He cleared his throat and leaned back in his
chair. “That was before you got attacked in an alley and needed
rescuing. What in the world possessed you to go out that back door,
anyway?”
“I thought I was asking the questions,”
I said. His was not one I was prepared to answer just yet.
“Fair enough,” he said. “For
now.”
“You told those men I was one of your
girls,” I said.
“To protect you,” he said. “If
you work here long enough, you’ll begin to see that this club
is a sort of middle ground. A safe zone for people from all sides of
the game to gather and have a good time. It's a place where people
from different sides can come to talk things out without fear of a
war breaking out around them.”
War? Jesus.
“Why is it that everything you say just
leads to more questions?” I asked, shaking my head.
He laughed for the second time since we’d
met and the sound sent a shot of warmth through my middle.
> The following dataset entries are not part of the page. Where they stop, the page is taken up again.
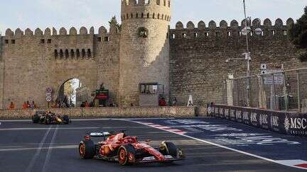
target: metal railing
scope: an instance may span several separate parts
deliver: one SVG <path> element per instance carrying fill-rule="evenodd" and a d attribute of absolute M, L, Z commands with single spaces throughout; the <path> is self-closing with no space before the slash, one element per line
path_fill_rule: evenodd
<path fill-rule="evenodd" d="M 230 105 L 307 113 L 307 68 L 239 77 L 227 83 L 224 95 Z"/>

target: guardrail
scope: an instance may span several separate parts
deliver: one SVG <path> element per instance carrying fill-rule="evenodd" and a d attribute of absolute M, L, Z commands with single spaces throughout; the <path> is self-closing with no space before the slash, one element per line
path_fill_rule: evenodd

“I know you’re hungry for answers. I
can’t blame you,” he said. “But I need you to
understand that I couldn’t possibly explain everything to you
all at once. It would probably leave you comatose and drooling on the
floor if I did that to you.”
“That’s a pretty image,” I
mumbled into my coffee cup.
“If I had my way, I’d turn back time
and convince you to think twice before ever walking through the doors
to my club,” he said. “The world you’ve stumbled
upon here isn’t like the world you’re used to. There are
people, things—dark things—here that can’t be
easily explained. It’s very dangerous, especially for a girl
like you.”
His tongue stumbled a bit over the word girl.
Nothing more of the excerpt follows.